Is the author's claim true? If so, what types of maps should I look at?
Note: the example given by Slade is correct, but there are more basic examples, like $(2\cdot) : \mathbb{Z} \to \mathbb{Z}$
The inclusion $\mathbb{Z} \to \mathbb{Q}$ is the usual counterexample of a ring epimorphism that isn't surjective
Let $f : A \to B$. We say $f$ is epi if and only if for all $g,h:B \to C$
$g \circ f = h \circ f$ implies $g = h$
If your category is enriched in abelian groups (like the category of torsion-free abelian groups), then this is equivalent to the requirement that for all $g : B \to C$
$g \circ f = 0$ implies $g = 0$
Now let $f : A \to B$ a map between torsion-free abelian groups such that the cokernel is non-zero torsion.

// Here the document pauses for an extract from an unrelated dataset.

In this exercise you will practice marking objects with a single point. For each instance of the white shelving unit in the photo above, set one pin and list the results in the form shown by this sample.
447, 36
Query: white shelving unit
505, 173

Suppose further that $g : B \to C$, where $C$ is torsion-free such that $g \circ f = 0$
Denote by $\mathrm{cok} f : B \to B/\mathrm{im} f$ the quotient map.
By the universal property there is a unique map $g' : B/\mathrm{im} f \to C$ such $g = g' \circ \mathrm{cok} f$.
Now $g'$ is a map from a torsion group to a torsion-free group, so it must be $0$. Hence $g = 0 \circ \mathrm{cok} f = 0$.
(In a more abstract language, we're using that taking torsion is functorial)